Nicht grundlos nahm die Stadtkämmerei Stellung zum Grünen-Antrag. Denn die Entscheidungshoheit ist letztlich ins Finanzdezernat abgewandert. Entsprechend besorgt zeigten sich die Grünen in ihrem Antrag.
„Mit dem jüngsten Haushaltsgenehmigungsbescheid der Landesdirektion und den daraus folgenden Auflagen steht die Stadt Leipzig vor erheblichen Herausforderungen. Der Oberbürgermeister und insbesondere der Kämmerer nutzen derzeit das Mittel einer pauschalen und fachlich weitgehend undifferenzierten Sperre der Investitionshaushaltsmittel.
Dies führt faktisch zu einem Stillstand nahezu sämtlicher Investitionsvorhaben, unabhängig von deren Priorität oder Fördermittelbindung, und entzieht dem Stadtrat seine zentrale Steuerungsfunktion“, formulierte die Grünen-Fraktion das Problem in ihrem Antrag: „Diese Situation gefährdet die Handlungsfähigkeit der Stadt in mehrfacher Hinsicht:
Verlust von Fördermitteln: Zahlreiche Investitionen, darunter Infrastrukturvorhaben, sind an externe Förderungen gebunden, bei denen eine zeitnahe Mittelverwendung zwingend erforderlich ist. Der derzeitige Kurs des Kämmerers, nur Förderungen mit ≥75 % Förderquote freizugeben, führt zum drohenden Verfall vieler Mittel – insbesondere bei den gängigen 50%-Förderprogrammen wie etwa im Bereich des Basismoduls Hauptachsen zur Stärkung des ÖPNV.

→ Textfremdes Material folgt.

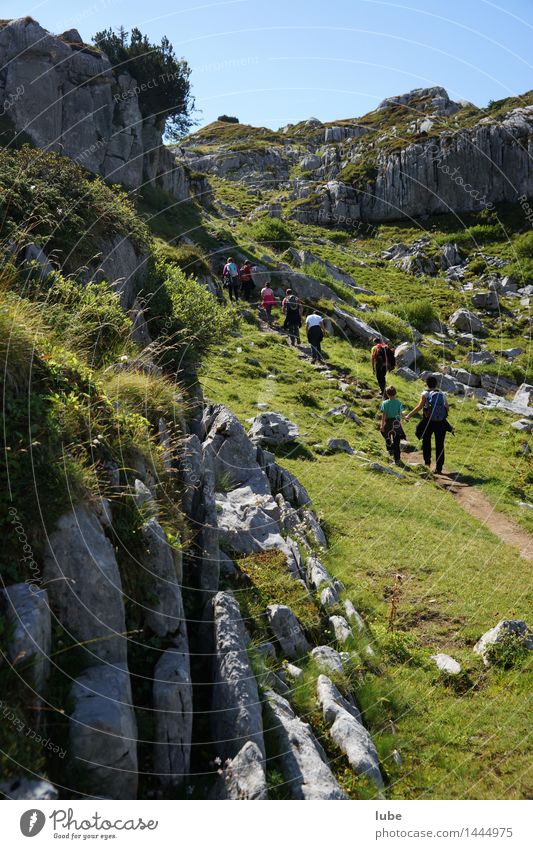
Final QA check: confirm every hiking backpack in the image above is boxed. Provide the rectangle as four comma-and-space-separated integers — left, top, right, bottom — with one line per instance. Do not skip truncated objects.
376, 342, 396, 371
424, 389, 446, 422
285, 295, 300, 318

Gefährdung strategischer Ziele: Klimaanpassung, Wärmewende, soziale Infrastruktur und kulturelle Einrichtungen sind für Leipzigs Entwicklung bis 2030 unverzichtbar. Diese Themen können nicht unter pauschale Sperrentscheidungen fallen.
Demokratische Steuerung: Es ist Aufgabe und Recht des Stadtrates, die politischen Schwerpunkte bei Investitionen zu setzen und die Finanzmittel nach strategischen und transparenten Kriterien zu priorisieren. Eine Konzentration der Entscheidungshoheit beim Kämmerer widerspricht diesem Prinzip.

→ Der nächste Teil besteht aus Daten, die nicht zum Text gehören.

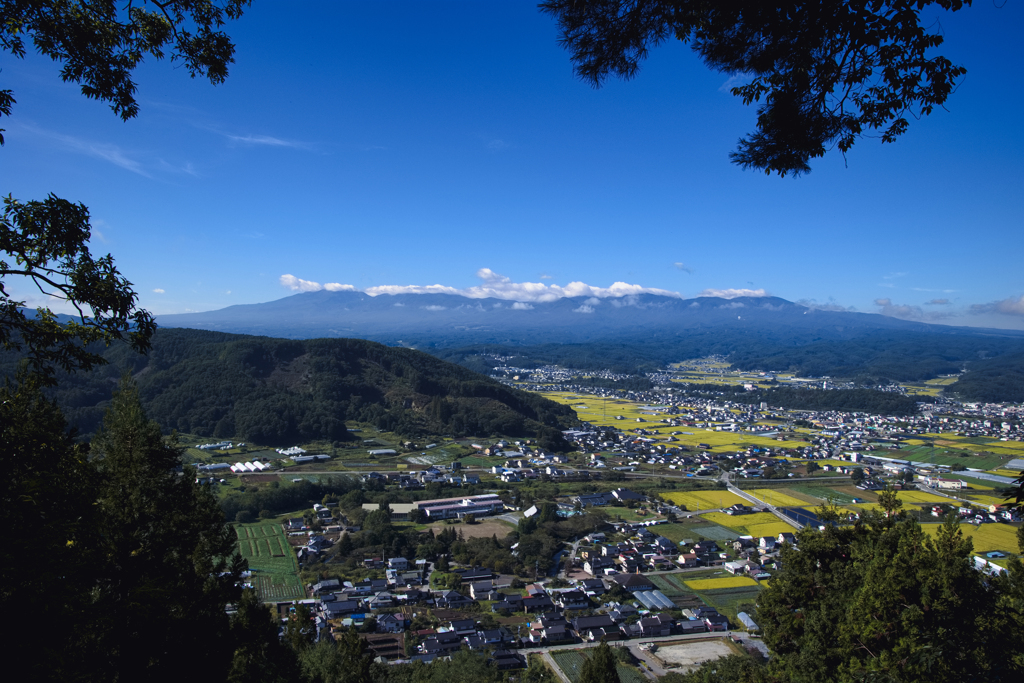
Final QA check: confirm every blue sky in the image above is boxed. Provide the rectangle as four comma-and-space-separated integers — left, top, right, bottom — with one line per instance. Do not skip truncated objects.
0, 0, 1024, 329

Mit diesem Antrag wird daher eine faktische Rückführung der Entscheidungsmacht zum Stadtrat sowie eine klare, dynamische Investitionsstrategie bis 2030 eingefordert. Zugleich wird durch transparente Kriterien für Freigaben und Investitionsmoratorien eine verlässliche Planungsgrundlage geschaffen. Ziel ist es, die Handlungsfähigkeit der Stadt wiederherzustellen, strategische Entwicklungen abzusichern und externe Fördermittel in vollem Umfang für Leipzig zu nutzen.“
Wenn Auflagen die Stadtpolitik bestimmen
Das Finanzdezernat hat dann in seiner Stellungnahme recht deutlich gemacht, wer eigentlich dafür sorgt, dass der Stadtrat bei Haushaltsentscheidungen quasi kalt gestellt ist: „Eine Fortführung der aktuellen investiven Dezernatsbudgets ist vor dem Hintergrund der Auflagen des Genehmigungsbescheides der Landesdirektion zum Doppelhaushalt 2025/2026 ff. nicht möglich.

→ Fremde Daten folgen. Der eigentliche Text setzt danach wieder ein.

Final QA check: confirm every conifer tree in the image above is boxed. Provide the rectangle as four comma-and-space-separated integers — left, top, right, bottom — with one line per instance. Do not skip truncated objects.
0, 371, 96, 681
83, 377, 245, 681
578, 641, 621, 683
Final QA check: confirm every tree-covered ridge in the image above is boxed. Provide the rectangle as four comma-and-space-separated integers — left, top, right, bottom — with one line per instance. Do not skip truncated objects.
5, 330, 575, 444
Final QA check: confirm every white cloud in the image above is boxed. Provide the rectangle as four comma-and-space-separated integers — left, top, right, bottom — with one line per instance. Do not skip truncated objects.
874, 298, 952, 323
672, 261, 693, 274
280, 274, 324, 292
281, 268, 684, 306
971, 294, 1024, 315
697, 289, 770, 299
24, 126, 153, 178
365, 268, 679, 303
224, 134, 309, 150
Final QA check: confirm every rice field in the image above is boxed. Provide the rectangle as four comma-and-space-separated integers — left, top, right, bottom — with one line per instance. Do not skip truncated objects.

Die Fachbeigeordneten sind daher aufgefordert bis Mitte Oktober 2025 die durch Kredite bzw. im Sinne wirtschaftlicher Investitionen haushaltsneutral gegenzufinanzierenden Zuschussbedarfe der einzelnen Fachbereiche für 2027/2028 ff. darzulegen und unter Berücksichtigung anzunehmender Einzahlungen aus Fördermitteln und Ermächtigungsübertragungen (Haushaltsausgabereste) entsprechende Auszahlungsansätze zu ermitteln.
Anhand der Priorisierungskriterien, Bewertung der anzunehmenden Fördermittelquoten sowie zwischenzeitlich ggf. neuerer Erkenntnisse in Zusammenhang der durch Bund und Land aufgestellten Investitionsprogramme erfolgt dann in der nächsten Tagung am 10.11.2025 eine Bewertung und Abwägung der vorgelegten Ansätze.“
In seiner Stellungnahme listet das Finanzdezernat dann die Kriterien auf, nach denen die Verwaltung die überhaupt noch umsetzbaren Investitionen sortiert.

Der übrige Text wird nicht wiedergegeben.